YANGON (AFP) – Myanmar’s navy will join maritime drills with the United States (US) in Southeast Asia next week, a spokesman said yesterday, in a rare show of military cooperation despite Washington slapping sanctions on top army brass over the Rohingya crisis.

The inclusion in the drills does not violate US travel bans against Myanmar’s Commander-in-Chief and three senior figures for overseeing a bloody campaign that drove 740,000 Rohingya into Bangladesh two years ago.

But there are growing calls to further isolate the military, expand sanctions and prosecute senior leadership for genocide against the stateless minority.

“We were invited as part of ASEAN (the Association of Southeast Asian Nations) for the exercise,” said Zaw Min Tun, a spokesman for the Commander-in-Chief’s Office in Myanmar.

He said the exercise, starting in the Gulf of Thailand on September 2, focus on crime, piracy and security, and the travel bans were separate issues.

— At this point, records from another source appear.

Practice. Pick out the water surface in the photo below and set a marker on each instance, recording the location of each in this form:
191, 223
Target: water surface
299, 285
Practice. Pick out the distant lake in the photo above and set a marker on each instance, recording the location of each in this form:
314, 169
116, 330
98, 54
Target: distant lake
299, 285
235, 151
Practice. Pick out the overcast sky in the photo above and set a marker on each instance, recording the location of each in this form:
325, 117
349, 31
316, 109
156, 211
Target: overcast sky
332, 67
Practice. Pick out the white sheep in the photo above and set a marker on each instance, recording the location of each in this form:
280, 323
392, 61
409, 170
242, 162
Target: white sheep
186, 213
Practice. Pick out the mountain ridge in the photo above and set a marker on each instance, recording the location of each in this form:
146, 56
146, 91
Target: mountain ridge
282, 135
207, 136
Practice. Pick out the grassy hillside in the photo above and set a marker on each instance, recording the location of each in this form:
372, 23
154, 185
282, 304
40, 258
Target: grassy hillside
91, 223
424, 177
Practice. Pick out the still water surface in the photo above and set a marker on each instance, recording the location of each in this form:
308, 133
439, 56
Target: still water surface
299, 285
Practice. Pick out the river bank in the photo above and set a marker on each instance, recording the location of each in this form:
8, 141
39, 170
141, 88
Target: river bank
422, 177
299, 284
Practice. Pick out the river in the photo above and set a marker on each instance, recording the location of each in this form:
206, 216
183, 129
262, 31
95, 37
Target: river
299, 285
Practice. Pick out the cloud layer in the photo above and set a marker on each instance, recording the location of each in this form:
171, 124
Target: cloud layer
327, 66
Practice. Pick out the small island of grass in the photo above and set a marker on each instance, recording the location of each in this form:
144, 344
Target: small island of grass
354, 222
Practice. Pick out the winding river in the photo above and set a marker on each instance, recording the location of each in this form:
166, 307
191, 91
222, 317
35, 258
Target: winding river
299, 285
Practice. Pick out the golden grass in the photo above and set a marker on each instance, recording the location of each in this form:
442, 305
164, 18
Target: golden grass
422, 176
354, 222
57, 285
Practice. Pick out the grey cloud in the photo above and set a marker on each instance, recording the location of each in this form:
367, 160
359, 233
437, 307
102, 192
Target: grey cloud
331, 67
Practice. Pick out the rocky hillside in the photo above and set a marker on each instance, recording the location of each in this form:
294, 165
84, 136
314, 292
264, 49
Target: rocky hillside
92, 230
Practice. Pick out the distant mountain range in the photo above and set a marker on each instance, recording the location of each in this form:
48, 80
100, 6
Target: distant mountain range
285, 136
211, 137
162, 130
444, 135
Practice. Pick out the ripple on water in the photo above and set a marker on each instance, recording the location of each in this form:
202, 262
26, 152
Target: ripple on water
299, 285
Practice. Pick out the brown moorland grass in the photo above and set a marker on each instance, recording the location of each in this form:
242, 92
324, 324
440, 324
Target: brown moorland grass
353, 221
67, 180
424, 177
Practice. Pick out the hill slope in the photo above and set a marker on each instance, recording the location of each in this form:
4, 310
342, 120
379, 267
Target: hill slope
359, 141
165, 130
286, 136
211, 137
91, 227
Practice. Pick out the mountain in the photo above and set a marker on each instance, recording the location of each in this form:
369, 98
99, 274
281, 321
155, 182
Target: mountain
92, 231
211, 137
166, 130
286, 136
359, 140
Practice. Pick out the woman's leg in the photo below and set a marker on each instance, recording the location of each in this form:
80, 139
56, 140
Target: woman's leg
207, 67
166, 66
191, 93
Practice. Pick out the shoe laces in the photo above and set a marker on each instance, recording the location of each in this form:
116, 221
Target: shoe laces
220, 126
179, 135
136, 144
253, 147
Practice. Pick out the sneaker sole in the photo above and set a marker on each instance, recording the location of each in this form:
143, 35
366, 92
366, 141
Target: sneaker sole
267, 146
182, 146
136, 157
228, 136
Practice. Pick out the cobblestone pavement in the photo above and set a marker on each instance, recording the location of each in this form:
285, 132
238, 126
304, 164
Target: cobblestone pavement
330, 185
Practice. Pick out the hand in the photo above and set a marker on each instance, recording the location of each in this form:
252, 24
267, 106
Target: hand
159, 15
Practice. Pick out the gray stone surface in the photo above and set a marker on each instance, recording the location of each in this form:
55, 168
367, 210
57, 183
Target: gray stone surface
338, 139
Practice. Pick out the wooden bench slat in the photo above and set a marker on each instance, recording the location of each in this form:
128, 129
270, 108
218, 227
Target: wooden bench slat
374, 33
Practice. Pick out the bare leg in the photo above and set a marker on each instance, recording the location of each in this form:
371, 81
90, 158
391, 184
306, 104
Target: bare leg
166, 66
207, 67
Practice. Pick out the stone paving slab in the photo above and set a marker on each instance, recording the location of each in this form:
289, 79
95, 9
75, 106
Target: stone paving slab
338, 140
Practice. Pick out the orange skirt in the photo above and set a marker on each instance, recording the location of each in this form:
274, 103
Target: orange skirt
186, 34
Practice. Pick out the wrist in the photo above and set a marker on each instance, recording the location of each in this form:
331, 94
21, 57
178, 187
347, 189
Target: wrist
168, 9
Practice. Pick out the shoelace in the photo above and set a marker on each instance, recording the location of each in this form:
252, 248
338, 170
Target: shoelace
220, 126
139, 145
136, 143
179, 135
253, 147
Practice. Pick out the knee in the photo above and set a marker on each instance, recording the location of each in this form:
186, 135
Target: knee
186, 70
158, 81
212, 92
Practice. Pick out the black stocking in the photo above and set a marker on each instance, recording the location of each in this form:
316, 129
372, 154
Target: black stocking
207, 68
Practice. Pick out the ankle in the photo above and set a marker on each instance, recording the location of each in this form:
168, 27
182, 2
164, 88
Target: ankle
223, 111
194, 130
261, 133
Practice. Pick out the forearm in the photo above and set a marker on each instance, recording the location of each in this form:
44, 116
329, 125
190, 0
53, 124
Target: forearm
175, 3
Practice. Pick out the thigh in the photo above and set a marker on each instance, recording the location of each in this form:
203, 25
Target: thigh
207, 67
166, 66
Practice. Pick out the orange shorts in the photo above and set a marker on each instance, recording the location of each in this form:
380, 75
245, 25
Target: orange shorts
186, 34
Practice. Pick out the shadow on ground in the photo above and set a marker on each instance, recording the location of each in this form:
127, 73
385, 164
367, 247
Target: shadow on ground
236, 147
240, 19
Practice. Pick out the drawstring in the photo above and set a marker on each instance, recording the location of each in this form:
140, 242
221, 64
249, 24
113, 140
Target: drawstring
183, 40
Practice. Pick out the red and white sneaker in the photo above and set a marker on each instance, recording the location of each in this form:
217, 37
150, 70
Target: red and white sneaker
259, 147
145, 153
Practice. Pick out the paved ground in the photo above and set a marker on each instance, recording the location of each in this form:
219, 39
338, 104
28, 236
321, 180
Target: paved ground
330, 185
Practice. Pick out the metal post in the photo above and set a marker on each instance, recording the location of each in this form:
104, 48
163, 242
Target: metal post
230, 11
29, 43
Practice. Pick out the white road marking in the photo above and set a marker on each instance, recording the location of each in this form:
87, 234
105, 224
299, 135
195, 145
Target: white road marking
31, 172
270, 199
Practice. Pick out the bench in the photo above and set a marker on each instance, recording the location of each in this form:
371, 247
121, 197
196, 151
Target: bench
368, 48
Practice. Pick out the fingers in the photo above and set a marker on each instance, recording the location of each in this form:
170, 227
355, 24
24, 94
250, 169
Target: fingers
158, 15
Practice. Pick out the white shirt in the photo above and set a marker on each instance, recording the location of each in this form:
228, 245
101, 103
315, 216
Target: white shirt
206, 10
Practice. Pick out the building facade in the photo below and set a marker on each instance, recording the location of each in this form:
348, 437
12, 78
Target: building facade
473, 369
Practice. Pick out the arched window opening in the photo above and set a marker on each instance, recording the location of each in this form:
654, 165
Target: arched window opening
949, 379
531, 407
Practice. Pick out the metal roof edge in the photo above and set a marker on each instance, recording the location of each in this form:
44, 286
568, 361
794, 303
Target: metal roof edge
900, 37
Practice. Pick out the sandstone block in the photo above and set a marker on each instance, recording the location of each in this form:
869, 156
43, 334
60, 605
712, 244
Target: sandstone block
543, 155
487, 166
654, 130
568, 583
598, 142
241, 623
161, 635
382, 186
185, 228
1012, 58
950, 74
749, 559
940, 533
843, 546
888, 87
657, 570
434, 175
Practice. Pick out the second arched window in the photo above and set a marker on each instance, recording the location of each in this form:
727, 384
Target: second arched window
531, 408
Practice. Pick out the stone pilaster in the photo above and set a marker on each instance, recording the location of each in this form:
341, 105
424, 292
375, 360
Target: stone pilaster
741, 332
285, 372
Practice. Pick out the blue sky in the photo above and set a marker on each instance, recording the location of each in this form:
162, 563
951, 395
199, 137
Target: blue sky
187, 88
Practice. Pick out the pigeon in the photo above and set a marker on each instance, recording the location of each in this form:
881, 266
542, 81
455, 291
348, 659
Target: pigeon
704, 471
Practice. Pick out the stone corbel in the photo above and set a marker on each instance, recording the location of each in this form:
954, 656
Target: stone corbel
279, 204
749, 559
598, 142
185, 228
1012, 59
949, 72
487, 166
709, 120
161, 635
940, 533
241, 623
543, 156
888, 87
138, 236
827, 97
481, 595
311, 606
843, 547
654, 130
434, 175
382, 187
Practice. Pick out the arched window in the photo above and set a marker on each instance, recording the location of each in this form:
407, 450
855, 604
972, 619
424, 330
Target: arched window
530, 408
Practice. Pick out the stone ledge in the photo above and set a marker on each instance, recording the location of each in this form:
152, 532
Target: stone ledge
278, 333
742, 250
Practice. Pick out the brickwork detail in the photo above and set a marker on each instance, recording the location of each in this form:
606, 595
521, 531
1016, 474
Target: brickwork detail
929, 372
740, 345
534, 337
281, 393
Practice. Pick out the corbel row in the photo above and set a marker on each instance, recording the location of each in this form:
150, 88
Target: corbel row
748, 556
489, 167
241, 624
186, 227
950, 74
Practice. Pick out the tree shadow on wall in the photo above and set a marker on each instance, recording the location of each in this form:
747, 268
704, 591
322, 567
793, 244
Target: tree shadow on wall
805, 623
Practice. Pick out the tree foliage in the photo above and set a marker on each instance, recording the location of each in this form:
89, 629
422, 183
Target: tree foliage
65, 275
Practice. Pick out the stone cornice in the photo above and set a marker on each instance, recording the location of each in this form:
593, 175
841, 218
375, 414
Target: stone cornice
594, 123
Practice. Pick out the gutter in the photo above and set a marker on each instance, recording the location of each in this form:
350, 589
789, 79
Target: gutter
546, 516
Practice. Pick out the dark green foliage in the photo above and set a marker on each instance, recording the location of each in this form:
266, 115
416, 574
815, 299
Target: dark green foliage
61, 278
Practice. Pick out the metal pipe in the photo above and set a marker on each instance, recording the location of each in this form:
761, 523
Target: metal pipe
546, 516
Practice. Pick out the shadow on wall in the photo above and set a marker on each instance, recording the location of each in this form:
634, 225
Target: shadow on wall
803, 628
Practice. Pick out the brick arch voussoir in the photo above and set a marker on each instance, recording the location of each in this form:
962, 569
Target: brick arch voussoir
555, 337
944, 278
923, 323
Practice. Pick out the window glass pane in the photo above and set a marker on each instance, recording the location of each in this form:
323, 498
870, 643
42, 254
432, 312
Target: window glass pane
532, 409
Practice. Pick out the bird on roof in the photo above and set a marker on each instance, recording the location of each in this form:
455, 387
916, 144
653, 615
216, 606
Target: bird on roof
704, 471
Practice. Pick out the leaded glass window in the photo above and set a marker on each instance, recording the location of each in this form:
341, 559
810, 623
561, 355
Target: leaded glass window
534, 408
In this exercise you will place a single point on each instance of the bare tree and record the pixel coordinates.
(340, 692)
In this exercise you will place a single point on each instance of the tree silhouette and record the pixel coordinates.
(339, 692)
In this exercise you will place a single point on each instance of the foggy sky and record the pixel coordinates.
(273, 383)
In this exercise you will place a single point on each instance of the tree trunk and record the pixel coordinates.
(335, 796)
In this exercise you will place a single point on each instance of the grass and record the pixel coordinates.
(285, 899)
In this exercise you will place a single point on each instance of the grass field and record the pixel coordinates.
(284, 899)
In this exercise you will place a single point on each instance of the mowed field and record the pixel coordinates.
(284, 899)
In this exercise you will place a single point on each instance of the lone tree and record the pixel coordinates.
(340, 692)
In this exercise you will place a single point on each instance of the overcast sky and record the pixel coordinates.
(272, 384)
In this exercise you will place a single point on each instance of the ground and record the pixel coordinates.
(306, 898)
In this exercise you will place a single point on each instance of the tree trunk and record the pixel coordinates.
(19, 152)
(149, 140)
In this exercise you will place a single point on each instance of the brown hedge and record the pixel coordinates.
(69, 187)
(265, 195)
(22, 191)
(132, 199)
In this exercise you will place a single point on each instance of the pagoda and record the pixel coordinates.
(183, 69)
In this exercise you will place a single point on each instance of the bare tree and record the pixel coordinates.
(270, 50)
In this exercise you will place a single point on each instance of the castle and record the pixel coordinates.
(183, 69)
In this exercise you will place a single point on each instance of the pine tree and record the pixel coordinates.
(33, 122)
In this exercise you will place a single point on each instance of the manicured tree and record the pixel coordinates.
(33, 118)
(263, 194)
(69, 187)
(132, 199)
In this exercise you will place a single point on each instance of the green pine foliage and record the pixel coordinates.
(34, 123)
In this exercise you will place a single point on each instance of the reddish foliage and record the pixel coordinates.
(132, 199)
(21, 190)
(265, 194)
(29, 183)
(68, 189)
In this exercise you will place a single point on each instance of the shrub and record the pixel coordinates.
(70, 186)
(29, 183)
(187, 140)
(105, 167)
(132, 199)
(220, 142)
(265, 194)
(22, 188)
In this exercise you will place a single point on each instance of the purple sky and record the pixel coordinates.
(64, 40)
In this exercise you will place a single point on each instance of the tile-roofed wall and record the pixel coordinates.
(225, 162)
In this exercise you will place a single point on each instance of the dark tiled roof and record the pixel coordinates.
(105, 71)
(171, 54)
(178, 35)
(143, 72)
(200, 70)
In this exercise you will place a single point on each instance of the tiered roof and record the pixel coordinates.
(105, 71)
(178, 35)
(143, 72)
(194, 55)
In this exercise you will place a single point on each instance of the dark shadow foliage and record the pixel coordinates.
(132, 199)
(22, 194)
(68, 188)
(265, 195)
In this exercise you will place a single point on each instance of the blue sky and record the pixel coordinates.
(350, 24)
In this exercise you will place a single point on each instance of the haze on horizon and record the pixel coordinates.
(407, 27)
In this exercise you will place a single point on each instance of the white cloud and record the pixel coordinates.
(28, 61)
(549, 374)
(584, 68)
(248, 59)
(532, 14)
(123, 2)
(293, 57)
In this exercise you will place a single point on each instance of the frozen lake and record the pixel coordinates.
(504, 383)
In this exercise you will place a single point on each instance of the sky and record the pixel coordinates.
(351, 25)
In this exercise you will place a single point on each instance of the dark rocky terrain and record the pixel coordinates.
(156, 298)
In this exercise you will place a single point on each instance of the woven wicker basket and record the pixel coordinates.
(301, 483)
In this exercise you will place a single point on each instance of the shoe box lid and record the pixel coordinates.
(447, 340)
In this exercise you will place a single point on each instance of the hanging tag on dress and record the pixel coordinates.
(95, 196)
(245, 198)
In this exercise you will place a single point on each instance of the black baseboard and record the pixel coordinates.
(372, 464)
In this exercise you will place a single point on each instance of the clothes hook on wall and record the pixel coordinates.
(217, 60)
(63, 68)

Myanmar’s commander-in-chief Min Aung Hlaing. PHOTO: AFP

“The sanctions imposed were personal and this exercise is a coordination between ASEAN and the US,” he said.

The US State Department said in a media advisory that the drills with the 10 nations of the regional bloc provide an opportunity “to work with all members of ASEAN on shared maritime security priorities in the region”.

A UN fact-finding mission wants Myanmar’s Commander-in-Chief Min Aung Hlaing to face charges of genocide after documenting arson, extra-judicial killings and rape during the military’s August 2107 campaign against the Rohingya.

Myanmar has rebuffed the allegations, saying it was defending itself from insurgent attacks. Allegations of abuses on the ground in Rakhine state have been largely directed against army units, but rights groups say naval vessels were also implicated.